Posted on June 2, 2026

A fireproof safe burned and warped by the Eaton Fire, its lid scorched and its contents destroyed — the backup that was supposed to survive, didn't.

ThirdKey has one employee. Me.

Everything else that ships, the runtime, the SDKs, most of the enterprise layer, gets built by agents running on top of the thing they are building. That arrangement was not a strategy I wrote on a whiteboard. It started as the only way forward after I lost almost everything.

The fire

In January 2025 the Eaton Fire took my house in Altadena. It also took the enterprise Symbiont codebase, the private layer that sat on top of the open-source core.

The open-source core survived because it was already public.

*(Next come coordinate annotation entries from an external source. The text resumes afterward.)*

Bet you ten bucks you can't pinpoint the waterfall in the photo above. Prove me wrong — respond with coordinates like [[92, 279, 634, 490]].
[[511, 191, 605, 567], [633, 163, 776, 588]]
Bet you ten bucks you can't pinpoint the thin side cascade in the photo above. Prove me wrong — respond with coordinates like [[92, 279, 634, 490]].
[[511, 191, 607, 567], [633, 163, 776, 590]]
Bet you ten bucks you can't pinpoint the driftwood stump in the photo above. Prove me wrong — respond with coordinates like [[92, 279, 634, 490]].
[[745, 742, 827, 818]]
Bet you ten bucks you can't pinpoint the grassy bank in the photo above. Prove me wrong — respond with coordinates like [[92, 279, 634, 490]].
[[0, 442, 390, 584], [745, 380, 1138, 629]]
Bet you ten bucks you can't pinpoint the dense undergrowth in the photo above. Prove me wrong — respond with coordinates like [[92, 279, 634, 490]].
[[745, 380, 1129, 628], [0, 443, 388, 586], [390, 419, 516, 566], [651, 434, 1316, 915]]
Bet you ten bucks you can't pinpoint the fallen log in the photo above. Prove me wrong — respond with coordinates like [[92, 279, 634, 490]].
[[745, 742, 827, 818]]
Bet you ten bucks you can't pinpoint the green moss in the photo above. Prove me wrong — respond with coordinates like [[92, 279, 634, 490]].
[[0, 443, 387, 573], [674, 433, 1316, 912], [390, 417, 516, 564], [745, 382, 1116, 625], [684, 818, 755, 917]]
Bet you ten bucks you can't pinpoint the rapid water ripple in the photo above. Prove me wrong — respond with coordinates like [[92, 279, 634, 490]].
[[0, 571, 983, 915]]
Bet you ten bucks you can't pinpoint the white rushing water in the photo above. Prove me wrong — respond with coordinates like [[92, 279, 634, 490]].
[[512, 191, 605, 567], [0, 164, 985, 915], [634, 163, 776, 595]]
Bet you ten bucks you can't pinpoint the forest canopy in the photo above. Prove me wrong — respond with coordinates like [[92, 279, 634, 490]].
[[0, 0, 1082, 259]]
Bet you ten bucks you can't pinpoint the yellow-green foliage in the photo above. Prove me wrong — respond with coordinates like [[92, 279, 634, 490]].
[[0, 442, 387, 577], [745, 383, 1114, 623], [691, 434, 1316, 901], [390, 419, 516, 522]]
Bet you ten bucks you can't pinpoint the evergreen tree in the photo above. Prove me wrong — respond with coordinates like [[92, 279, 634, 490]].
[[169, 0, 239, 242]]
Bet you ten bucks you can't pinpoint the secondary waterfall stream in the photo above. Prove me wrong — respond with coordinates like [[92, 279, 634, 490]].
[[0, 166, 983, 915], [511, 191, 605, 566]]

The private enterprise layer did not. There was no clever backup waiting in a fireproof safe.

I had two options. Rebuild it by hand, alone, for however many months that took. Or use the runtime to rebuild the runtime.

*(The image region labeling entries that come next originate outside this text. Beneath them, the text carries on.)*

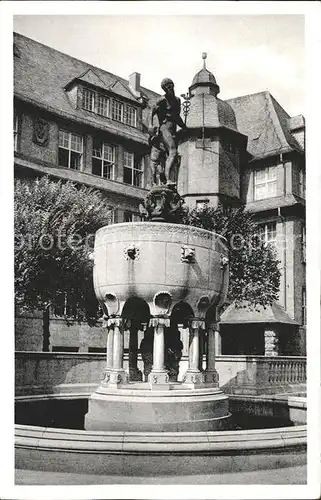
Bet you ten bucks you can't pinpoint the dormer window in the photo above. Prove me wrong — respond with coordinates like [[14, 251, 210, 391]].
[[254, 166, 277, 200], [111, 99, 124, 122], [80, 87, 138, 127], [81, 89, 109, 116], [97, 94, 109, 116], [125, 105, 137, 127], [82, 89, 95, 111]]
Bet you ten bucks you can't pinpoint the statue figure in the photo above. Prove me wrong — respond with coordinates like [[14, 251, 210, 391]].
[[148, 78, 187, 184]]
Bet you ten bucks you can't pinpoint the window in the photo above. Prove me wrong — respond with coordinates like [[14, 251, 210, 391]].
[[259, 222, 276, 247], [88, 347, 107, 354], [111, 99, 124, 122], [196, 200, 209, 210], [82, 89, 95, 111], [299, 168, 305, 198], [92, 139, 115, 180], [124, 210, 140, 222], [108, 207, 117, 224], [52, 292, 78, 318], [13, 113, 19, 151], [301, 288, 307, 325], [58, 130, 83, 170], [254, 166, 277, 200], [222, 139, 237, 154], [124, 151, 143, 187], [97, 94, 109, 116], [51, 345, 79, 352], [125, 105, 137, 127], [301, 222, 306, 262]]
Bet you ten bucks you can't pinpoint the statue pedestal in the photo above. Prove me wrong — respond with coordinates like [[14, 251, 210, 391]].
[[145, 184, 184, 222]]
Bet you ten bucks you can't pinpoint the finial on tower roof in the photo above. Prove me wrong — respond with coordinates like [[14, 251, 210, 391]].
[[202, 52, 207, 69]]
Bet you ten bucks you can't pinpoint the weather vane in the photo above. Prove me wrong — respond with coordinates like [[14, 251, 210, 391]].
[[202, 52, 207, 69]]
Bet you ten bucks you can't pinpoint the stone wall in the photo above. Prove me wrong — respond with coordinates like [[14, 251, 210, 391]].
[[15, 352, 306, 396]]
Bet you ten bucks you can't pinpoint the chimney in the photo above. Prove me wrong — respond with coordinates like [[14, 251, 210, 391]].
[[128, 71, 141, 97]]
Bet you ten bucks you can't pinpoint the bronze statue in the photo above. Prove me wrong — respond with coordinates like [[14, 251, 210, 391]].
[[148, 78, 186, 184]]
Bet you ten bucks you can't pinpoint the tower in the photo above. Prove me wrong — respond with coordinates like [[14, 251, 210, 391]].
[[178, 53, 247, 206]]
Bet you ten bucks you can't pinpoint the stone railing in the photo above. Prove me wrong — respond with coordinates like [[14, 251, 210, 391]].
[[15, 351, 306, 395], [216, 356, 306, 394]]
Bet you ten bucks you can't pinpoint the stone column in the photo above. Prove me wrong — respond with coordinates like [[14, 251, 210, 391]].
[[106, 328, 114, 370], [205, 323, 219, 387], [102, 317, 128, 387], [183, 319, 205, 386], [148, 317, 170, 389], [214, 324, 222, 356], [128, 321, 143, 382], [264, 325, 279, 356]]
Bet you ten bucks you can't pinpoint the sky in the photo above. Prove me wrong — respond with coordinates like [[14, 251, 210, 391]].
[[14, 14, 305, 116]]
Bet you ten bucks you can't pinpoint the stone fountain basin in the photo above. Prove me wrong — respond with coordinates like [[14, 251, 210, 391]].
[[15, 394, 307, 482], [94, 222, 228, 313]]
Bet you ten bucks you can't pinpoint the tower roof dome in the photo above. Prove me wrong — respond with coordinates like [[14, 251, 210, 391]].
[[192, 68, 217, 85], [189, 52, 220, 96]]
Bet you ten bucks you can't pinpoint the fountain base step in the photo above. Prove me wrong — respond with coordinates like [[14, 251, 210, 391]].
[[85, 383, 230, 432]]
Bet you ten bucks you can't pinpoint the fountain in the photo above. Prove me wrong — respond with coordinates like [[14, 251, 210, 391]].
[[15, 77, 306, 484]]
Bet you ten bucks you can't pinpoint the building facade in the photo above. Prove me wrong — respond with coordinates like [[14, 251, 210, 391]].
[[14, 34, 306, 354]]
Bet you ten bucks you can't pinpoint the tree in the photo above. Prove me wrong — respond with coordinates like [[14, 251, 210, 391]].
[[14, 177, 111, 350], [182, 205, 281, 307]]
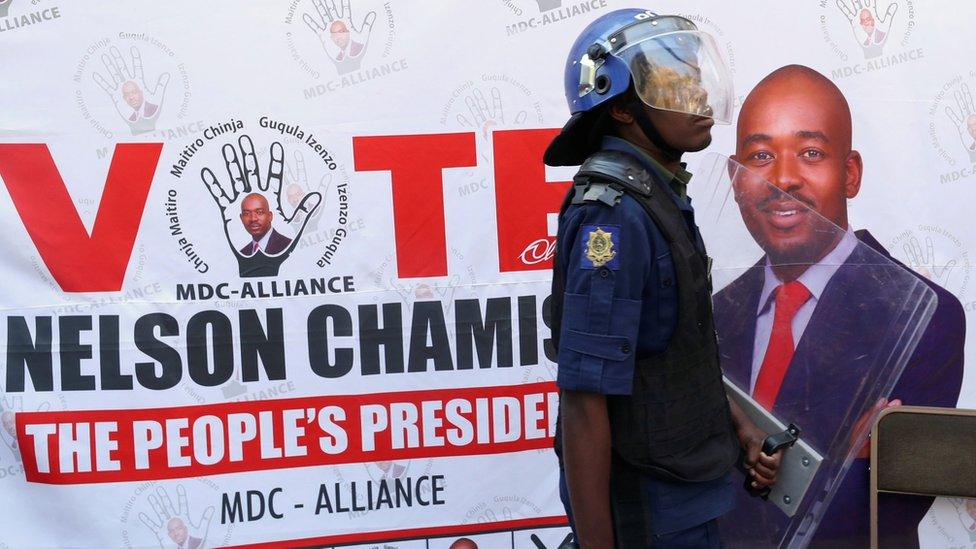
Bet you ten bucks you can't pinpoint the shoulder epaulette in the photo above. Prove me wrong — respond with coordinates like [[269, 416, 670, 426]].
[[574, 151, 654, 196]]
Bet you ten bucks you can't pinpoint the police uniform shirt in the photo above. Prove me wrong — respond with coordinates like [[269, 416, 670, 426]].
[[556, 136, 734, 534]]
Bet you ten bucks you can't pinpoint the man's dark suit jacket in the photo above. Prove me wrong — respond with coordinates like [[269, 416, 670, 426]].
[[714, 231, 966, 547], [241, 229, 291, 257]]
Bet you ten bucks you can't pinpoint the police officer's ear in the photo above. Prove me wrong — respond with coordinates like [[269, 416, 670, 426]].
[[844, 150, 864, 199], [610, 101, 634, 125]]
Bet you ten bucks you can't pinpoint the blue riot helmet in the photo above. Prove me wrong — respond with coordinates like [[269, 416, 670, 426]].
[[544, 9, 733, 166]]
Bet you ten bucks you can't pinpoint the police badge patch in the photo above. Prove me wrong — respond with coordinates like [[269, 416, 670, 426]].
[[582, 225, 620, 270]]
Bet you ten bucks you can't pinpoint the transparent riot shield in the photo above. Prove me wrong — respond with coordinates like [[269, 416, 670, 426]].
[[693, 155, 936, 548]]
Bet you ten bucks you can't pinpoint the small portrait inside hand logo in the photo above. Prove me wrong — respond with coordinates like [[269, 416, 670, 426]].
[[200, 135, 322, 277]]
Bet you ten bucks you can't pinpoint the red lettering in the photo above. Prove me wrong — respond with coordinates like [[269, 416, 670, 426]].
[[492, 129, 571, 272], [0, 143, 163, 292], [352, 133, 476, 278]]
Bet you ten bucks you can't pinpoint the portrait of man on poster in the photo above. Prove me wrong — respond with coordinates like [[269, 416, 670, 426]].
[[714, 65, 965, 547], [240, 193, 292, 257]]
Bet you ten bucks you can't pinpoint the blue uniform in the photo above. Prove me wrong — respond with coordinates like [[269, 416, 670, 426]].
[[556, 137, 734, 542]]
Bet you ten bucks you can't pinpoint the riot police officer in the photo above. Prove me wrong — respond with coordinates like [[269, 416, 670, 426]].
[[545, 9, 778, 548]]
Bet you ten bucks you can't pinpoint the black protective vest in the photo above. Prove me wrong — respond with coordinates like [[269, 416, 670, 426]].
[[551, 151, 739, 482]]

I picked the second one, mostly because the first one was unbearable.

Why I could hand it to agents

I did not rebuild ThirdKey by trusting agents. I rebuilt it by refusing to trust them, and then giving them just enough constrained room to be useful.

That distinction is the whole company, so it is worth being precise about the mechanism.

Symbiont existed before the fire, for an unglamorous reason. I had tried to build agents on the Python frameworks everyone uses, and kept hitting the same shape of problem: the safety lived in the orchestration code, which meant it could be wired wrong, refactored away, or talked past. The research that ended the argument for me was VectorSmuggle, a demonstration that you can carry data out of a vector store hidden inside the embeddings themselves, where no content filter is looking. The lesson was blunt. If a dangerous thing can be expressed, eventually something expresses it. So I started building a runtime where it could not.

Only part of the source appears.